Objections had been filed with the city Board of Elections (BOE), seeking to nullify Ms. McMahon’s Democratic, Conservative and Working Families parties nominations for the race.

Objectors said that Democratic delegates who served at the party’s recent nominating convention were invalid because they ran in the now-defunct 2nd Judicial District, and not in the new, Island-only, 13th Judicial District.

But Democrats and others believe that a judge’s decision that the court race would be held in the 13th J.D. effectively made that question moot. Others, though, said that the Democrats should have safeguarded themselves the way Republicans did by filing delegates slates in the 13th and 2nd districts.

The objectors also pointed out that Island Democrats held their judicial-nominating convention in Brooklyn, but a BOE source said the objectors did not cite any election law to indicate that there was anything improper about that.

Any registered voter who lives in the district can file objections to nominations, but objections are usually engineered by the opposing major party.

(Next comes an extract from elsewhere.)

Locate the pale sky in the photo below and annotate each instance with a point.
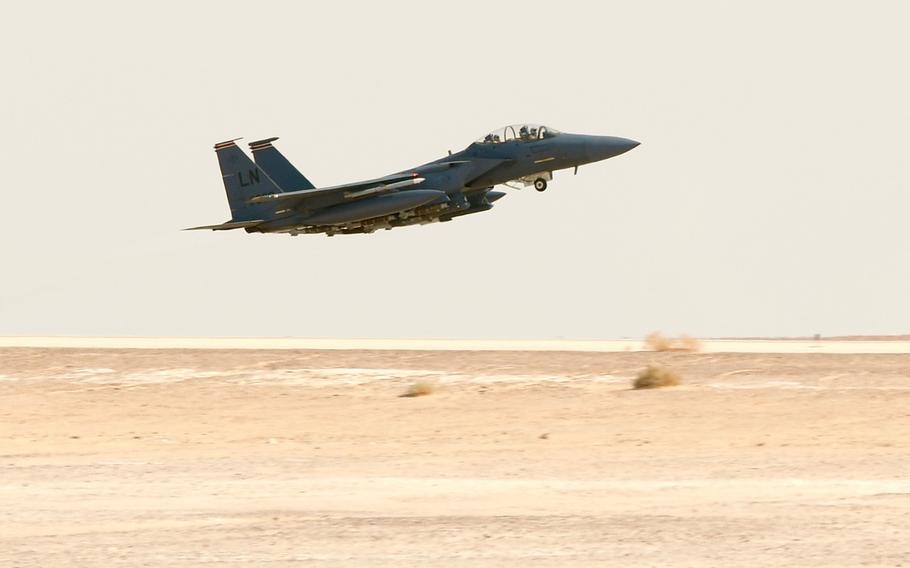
(770, 195)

Republicans, meanwhile, have also petitioned the BOE to put this year’s race for Congress higher on the Nov. 4 ballot, which would move the state Supreme Court slot to a lower position.

State Supreme Court elections were traditionally placed above the congressional seat on the borough ballot when Island shared the 2nd J.D. with Brooklyn.

But because the 13th J.D. now contains fewer voters than the Island/Brooklyn 13th Congressional District, Republicans think the congressional race should be higher on the ballot.

That would benefit Republicans, observers said, in that it would place their congressional candidate, Robert Straniere, directly under the presidential and vice presidential nominees on the ballot. Republicans covet that spot because GOP presidential candidate John McCain is expected to do very well on the Island.

Friscia said that he wasn’t involved in the ballot-change question, and said that as far as he knew, established practice would be followed, i.e., that the judicial race will appear above the congressional battle on the ballot.

“We looked into it,” he said. “But it’s always been done this way.”

BOE commissioners and others are set to have a conference call about the arrangement of the ballot on Tuesday.

If the McMahon nomination challenges are not withdrawn, commissioners will hold a hearing on that question at BOE headquarters in Lower Manhattan on Friday.